Le streaming du jour #1510 : Daedelus - ’Baker’s Dozen’
La série de vinyles Baker’s Dozen de Fat Beats consacrée à en croire le label aux esprits les plus créatifs du hip-hop instrumental, de l’ambient et de la musique électronique d’aujourd’hui, démarrait il y a tout juste un an avec Dibia$e, producteur notamment du superbe nouvel album de Jonwayne arrivé 3e de notre bilan de février. Après Ras_G, 4e invité en décembre dernier, la structure new-yorkaise de Joseph Abajian passe la surmultipliée en s’intéressant à personne d’autre que l’un des pères spirituels du glitch-hop (au même titre que Prefuse 73 ou Dntel), Alfred Darlington aka Daedelus !
Ce sous-genre qui a donné naissance à des labels entiers (de Brainfeeder à Alpha Pup en passant par Dublab ou Project Mooncircle), l’excentrique metteur en son du duo pop/folktronica The Long Lost (avec sa compagne Laura Darlington au micro) ne lui a jamais vraiment prêté allégeance, son univers s’avérant bien trop vaste pour tenir sous une étiquette aussi extensible soit-elle, mais il n’en a jamais pour autant rejeté le patronage, croisant le fer au fil des ans avec Teebs (cf. ce petit concentré de magie soulful déstructurée il y a 7 ans) ou The Gaslamp Killer. Un visionnaire donc, que l’on retrouvait enfin à son meilleur ou presque en 2015 avec la concrétisation sur album de sa collaboration avec le jazz-band électrique Kneebody, le schizophrénique éponyme de Kneedelus aux compos étrennées six ans plus tôt à Jazz à Vienne (on y était et c’était encore mieux en vrai).
Pourtant, force est de constater qu’après une paire d’albums, chez Anticon (Drown Out) ou Brainfeeder justement (The Light Brigade, chroniqué ici), réussis mais manquant d’audace au regard de ses grandes heures chez Plug Research ou Mush, le retour du dandy négligé de L.A. dans le giron de sa propre écurie Magical Properties avec le trop impersonnel et cadré Labyrinths à l’automne dernier avait quelque peu déçu les espoirs regonflés par la sortie du Kneedelus un an auparavant, en dépit d’une ouverture prometteuse au hip-hop expérimental d’aujourd’hui et d’invités aussi bien sentis que Teebs ou Zeroh, seul le génialement vénéneux et rythmiquement détraqué Crime of Passion avec Laura au chant faisant véritablement honneur sur ce dernier LP en date au passif de ce grand monsieur.
C’est dire si ce Baker’s Dozen, en revenant au source de la féérie anachronique et faussement bancale qui infusait les plus belles sorties du beatmaker dans la première moitié des années 2000, nous ravit malgré ses faux-airs de ratisser les fonds des fours à pain.

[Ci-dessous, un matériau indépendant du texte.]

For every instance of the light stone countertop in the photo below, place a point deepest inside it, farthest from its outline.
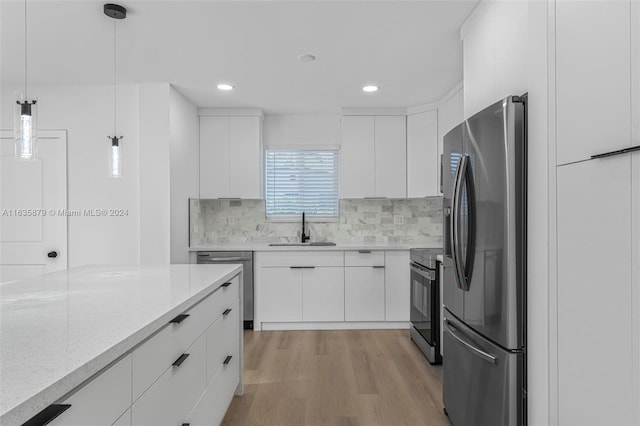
(58, 330)
(338, 246)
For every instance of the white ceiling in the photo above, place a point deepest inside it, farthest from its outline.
(411, 49)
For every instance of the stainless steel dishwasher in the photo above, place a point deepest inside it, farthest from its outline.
(246, 259)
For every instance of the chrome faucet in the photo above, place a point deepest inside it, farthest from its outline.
(304, 237)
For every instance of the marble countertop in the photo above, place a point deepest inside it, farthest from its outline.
(59, 329)
(338, 246)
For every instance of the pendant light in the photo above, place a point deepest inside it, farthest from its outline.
(26, 113)
(115, 12)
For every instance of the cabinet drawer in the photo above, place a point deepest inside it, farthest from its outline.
(364, 258)
(102, 400)
(298, 258)
(156, 355)
(215, 401)
(223, 339)
(170, 399)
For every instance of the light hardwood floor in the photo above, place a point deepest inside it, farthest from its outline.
(342, 378)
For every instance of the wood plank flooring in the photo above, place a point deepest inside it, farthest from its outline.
(341, 378)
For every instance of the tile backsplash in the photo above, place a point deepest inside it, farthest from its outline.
(419, 220)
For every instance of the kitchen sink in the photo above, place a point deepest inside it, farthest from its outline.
(316, 243)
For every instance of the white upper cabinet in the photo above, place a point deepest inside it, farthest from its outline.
(230, 156)
(358, 157)
(214, 157)
(495, 52)
(374, 156)
(391, 156)
(593, 78)
(423, 162)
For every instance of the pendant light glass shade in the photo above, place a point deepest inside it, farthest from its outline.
(25, 129)
(115, 157)
(116, 160)
(25, 123)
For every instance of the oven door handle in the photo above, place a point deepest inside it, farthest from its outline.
(423, 272)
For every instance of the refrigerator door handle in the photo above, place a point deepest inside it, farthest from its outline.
(456, 238)
(480, 353)
(471, 228)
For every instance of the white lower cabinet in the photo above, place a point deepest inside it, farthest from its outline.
(222, 340)
(171, 398)
(187, 372)
(396, 285)
(101, 401)
(213, 403)
(281, 298)
(330, 289)
(595, 292)
(323, 294)
(364, 293)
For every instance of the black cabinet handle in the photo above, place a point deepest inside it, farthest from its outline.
(617, 152)
(180, 360)
(179, 319)
(47, 415)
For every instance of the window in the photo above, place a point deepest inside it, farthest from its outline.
(301, 181)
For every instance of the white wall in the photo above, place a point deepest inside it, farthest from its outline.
(301, 130)
(154, 173)
(495, 53)
(538, 249)
(184, 167)
(86, 112)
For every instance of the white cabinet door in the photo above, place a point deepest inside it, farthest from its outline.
(479, 74)
(593, 77)
(363, 293)
(594, 292)
(391, 156)
(323, 294)
(510, 59)
(397, 285)
(214, 157)
(281, 294)
(358, 157)
(244, 157)
(423, 161)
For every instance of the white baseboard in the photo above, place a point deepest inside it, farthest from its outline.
(373, 325)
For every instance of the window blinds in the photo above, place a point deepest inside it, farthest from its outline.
(301, 181)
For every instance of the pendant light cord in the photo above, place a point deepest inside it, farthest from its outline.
(25, 50)
(115, 82)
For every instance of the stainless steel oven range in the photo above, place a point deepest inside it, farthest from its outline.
(425, 302)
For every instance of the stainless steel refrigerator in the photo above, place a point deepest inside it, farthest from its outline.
(485, 196)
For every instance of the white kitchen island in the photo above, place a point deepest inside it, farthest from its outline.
(102, 328)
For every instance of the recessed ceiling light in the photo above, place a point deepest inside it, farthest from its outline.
(306, 58)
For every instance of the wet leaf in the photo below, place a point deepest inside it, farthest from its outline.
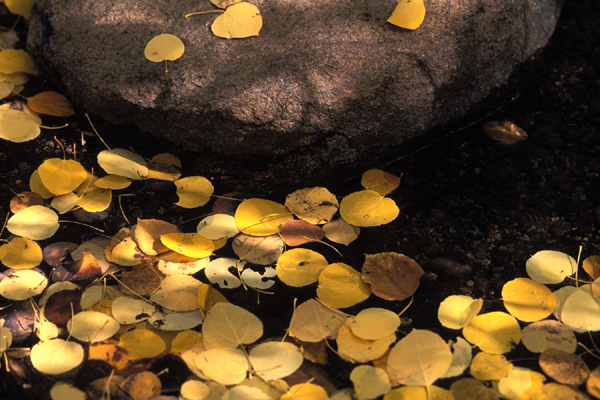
(392, 276)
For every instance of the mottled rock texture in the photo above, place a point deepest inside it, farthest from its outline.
(327, 89)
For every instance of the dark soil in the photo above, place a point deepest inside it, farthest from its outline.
(472, 210)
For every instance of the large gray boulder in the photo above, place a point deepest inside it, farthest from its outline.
(327, 89)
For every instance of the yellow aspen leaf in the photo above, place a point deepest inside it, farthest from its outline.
(124, 163)
(316, 205)
(44, 358)
(21, 253)
(61, 176)
(305, 391)
(12, 61)
(313, 322)
(548, 334)
(375, 323)
(35, 223)
(23, 284)
(408, 14)
(240, 20)
(300, 267)
(340, 286)
(379, 181)
(488, 367)
(357, 350)
(50, 103)
(418, 393)
(164, 47)
(177, 292)
(193, 191)
(227, 366)
(227, 325)
(419, 359)
(114, 182)
(549, 267)
(16, 125)
(20, 7)
(368, 208)
(92, 326)
(260, 217)
(217, 226)
(495, 332)
(95, 200)
(142, 343)
(471, 389)
(274, 360)
(189, 244)
(528, 300)
(369, 382)
(456, 311)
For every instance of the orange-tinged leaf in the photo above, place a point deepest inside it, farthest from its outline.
(392, 276)
(408, 14)
(340, 286)
(528, 300)
(495, 332)
(21, 253)
(50, 103)
(419, 359)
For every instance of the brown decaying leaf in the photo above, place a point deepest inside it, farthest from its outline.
(24, 200)
(297, 232)
(392, 276)
(564, 367)
(504, 132)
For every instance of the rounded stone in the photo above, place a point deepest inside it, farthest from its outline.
(326, 89)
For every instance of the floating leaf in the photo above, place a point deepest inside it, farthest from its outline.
(227, 325)
(528, 300)
(369, 382)
(124, 163)
(379, 181)
(164, 47)
(193, 191)
(563, 367)
(375, 323)
(239, 20)
(44, 356)
(456, 311)
(340, 286)
(495, 332)
(548, 334)
(408, 14)
(392, 276)
(227, 366)
(21, 253)
(315, 205)
(300, 267)
(259, 217)
(549, 267)
(419, 359)
(274, 360)
(297, 232)
(50, 103)
(368, 208)
(313, 322)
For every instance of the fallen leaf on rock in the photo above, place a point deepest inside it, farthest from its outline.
(50, 103)
(297, 232)
(240, 20)
(340, 286)
(408, 14)
(504, 132)
(392, 276)
(419, 359)
(563, 367)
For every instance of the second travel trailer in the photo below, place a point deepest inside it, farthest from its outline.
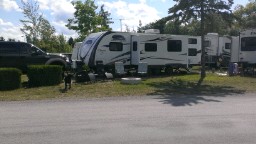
(244, 50)
(159, 51)
(218, 50)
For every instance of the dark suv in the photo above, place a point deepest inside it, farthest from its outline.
(21, 54)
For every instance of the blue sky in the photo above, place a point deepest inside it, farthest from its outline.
(58, 11)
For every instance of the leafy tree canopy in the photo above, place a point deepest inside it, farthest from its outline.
(86, 20)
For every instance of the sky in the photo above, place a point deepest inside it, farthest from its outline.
(57, 12)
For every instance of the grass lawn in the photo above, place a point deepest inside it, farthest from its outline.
(213, 84)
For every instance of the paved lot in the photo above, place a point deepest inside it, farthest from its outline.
(133, 120)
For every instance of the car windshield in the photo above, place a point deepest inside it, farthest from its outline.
(36, 50)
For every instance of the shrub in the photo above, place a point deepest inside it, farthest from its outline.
(44, 75)
(10, 78)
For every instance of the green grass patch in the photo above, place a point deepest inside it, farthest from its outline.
(178, 84)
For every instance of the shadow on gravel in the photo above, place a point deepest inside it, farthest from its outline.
(182, 93)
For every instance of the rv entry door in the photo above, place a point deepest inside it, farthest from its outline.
(135, 52)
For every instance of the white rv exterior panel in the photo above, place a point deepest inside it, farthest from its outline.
(247, 47)
(235, 50)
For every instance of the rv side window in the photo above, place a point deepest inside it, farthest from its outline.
(174, 45)
(192, 52)
(150, 47)
(227, 45)
(192, 41)
(115, 46)
(24, 48)
(207, 43)
(135, 46)
(248, 44)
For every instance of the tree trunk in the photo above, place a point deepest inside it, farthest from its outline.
(203, 74)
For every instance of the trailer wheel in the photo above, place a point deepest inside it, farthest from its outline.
(168, 70)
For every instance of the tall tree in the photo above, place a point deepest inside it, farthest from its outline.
(46, 30)
(86, 20)
(186, 10)
(33, 19)
(246, 15)
(105, 20)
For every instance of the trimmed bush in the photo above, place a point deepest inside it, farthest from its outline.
(44, 75)
(10, 78)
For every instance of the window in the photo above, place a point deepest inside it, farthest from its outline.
(227, 45)
(174, 46)
(115, 46)
(207, 43)
(9, 49)
(192, 52)
(248, 44)
(150, 47)
(192, 41)
(135, 46)
(24, 48)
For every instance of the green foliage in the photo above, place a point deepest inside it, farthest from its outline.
(86, 20)
(44, 75)
(10, 78)
(31, 24)
(86, 68)
(245, 16)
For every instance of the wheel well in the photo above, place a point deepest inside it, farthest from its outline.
(58, 63)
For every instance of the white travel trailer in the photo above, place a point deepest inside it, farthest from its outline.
(218, 49)
(157, 50)
(247, 47)
(244, 50)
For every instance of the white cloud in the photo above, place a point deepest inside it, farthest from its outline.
(62, 29)
(9, 30)
(9, 5)
(59, 11)
(131, 13)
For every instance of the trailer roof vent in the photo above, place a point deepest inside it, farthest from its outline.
(152, 31)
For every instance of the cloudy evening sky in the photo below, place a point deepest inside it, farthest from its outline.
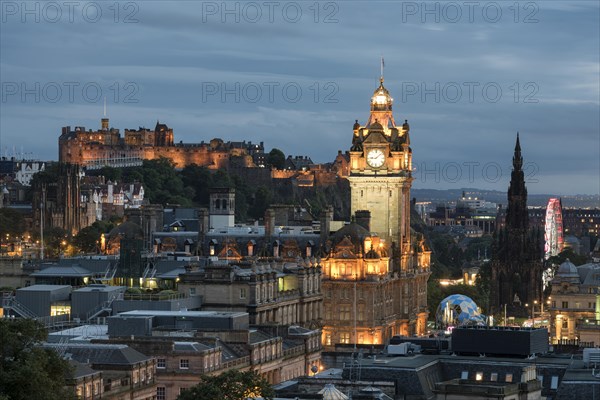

Rien de VRAIMENT nouveau sous le soleil certes (à commencer par ce jazz d’antan passé à la moulinette baroque sur Maple Bacon, Blue Sprinkles ou Early Hours), mais définitivement ce que Daedelus sait fait de mieux, et avec une humilité inversement proportionnelle à l’effet d’annonce relayé plus haut. D’un Lazy Sunshine dont le groove downtempo croise mélancolie orchestrale et abstractions électroniques à l’excentricité abstract de Oops ! en passant par la bossa futuriste et dégingandée de Know What You’d Like ? ou surtout l’immense Old Fashioned dont le spleen suranné de vieille bande-son hollywoodienne déglinguée au glitch d’un beatmaking arythmique fait forcément penser à ce chef-d’œuvre inégalé dans la carrière du Californien, ce court album contient assurément son lot de pépites.
Et si la fin de disque est plus dispensable (entre l’inquiétant et déliquescent Candy Corn et le nébuleux Slow Riser, elle ne manque pas pour autant de singularité), on ose espérer que Daedelus, en choisissant de représenter son savoir-faire de beatmaker par cette facette-là en particulier d’une disco protéiforme, nous annonce par la même occasion un retour aux fondamentaux que l’on espérait plus.